Já disse isso uma vez, mas repito: é lamentável que, na chamada era da informação e do conhecimento, sejam publicadas matérias eivadas de afirmações equivocadas, ultrapassadas e sem respaldo científico no que tange à saúde humana (tanto individual quanto pública), animal e planetária. É ainda triste constatar que os principais meios de comunicação sejam acríticos ou coniventes com matérias que não apenas atrasam a construção de um mundo mais sustentável nos planos ético e ambiental, mas, de fato, obstruem quaisquer avanços em todos esses planos. Quem escreve tais matérias são, teoricamente, pessoas de alto gabarito intelectual que têm nas mãos meios de comunicação que atingem um grande número de pessoas. Mas elas andam sem freios: podem escrever qualquer coisa, uma vez que não há quem as questione (ou será que esses conteúdos vêm ao encontro do que almejam os grandes anunciantes de tais revistas?).
Enfim, como disse um ilustre colega da UFSC, “depois de o veganismo (frente à grande mídia) ter subido de ´elevador´ através dos Obama [6], os veganos tinham que ser chamados à terra”... Haja paciência!
Agora, por favor, me deem licença que estou saindo para meu treino de Kung Fu (sim, veganos têm muita energia para gastar!). Permitam-me desfrutar desse oásis repositor de boas energias, num mundo onde pululam contextos repletos de aleivosidades, ignorância e más intenções.
Notas:
1. Não é meu objetivo aqui fazer uma análise sistemática das três matérias jornalísticas citadas antes, mas apenas comentar alguns trechos.
2. http://revistaepoca.globo.com/Revista/Epoca/0,,EMI221142-15230,00-AGORA+SOU+VEGETARIANA.html
3. No original (p.1266): It is the position of the American Dietetic Association that appropriately planned vegetarian diets, including total vegetarian or vegan diets, are healthful, nutritionally adequate, and may provide health benefits in the prevention and treatment of certain diseases. Well-planned vegetarian diets are appropriate for individuals during all stages of the lifecycle, including pregnancy, lactation, infancy, childhood,and adolescence, and for athletes.
4. http://revistaepoca.globo.com/Revista/Epoca/0,,EMI221339-15228,00.html
5. Folha de São Paulo, Diário de um ecochato; Cotidiano; domingo, 17 de abril de 2011. http://consciencia.blog.br/wp-content/uploads/2011/04/foia-alfacista.jpg
6. Referência ao fato de a primeira-dama estadunidense Michelle Obama ter solicitado uma dieta vegana quando da vinda da família Obama ao Brasil, em março de 2011.
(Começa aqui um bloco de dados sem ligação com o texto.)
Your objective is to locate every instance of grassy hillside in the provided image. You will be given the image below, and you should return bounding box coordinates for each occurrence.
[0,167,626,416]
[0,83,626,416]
Paula Brügger é professora do Deptº de Ecologia e Zoologia da UFSC. É graduada em Ciências Biológicas, possui especialização em Hidroecologia, mestrado em Educação - Educação e Ciência, e doutorado em Ciências Humanas - Sociedade e Meio Ambiente. Ministra as disciplinas Biosfera, sustentabilidade e processos produtivos, e Desenvolvimento, Tecnologia e Meio Ambiente na graduação, e Gestão da Sustentabilidade na Sociedade do Conhecimento no Programa de Pós-Graduação em Engenharia e Gestão do Conhecimento. É autora dos livros “Educação ou adestramento ambiental?”, em terceira edição, e “Amigo Animal – reflexões interdisciplinares sobre educação e meio ambiente”. Coordena o projeto de educação ambiental “Amigo Animal”, oferecido para as escolas da rede municipal como tema transversal. Atua principalmente nos seguintes temas: educação ambiental; interdisciplinaridade e paradigmas de ciência; desenvolvimento sustentável; relação dos seres humanos com os outros animais como relação sociedade-natureza.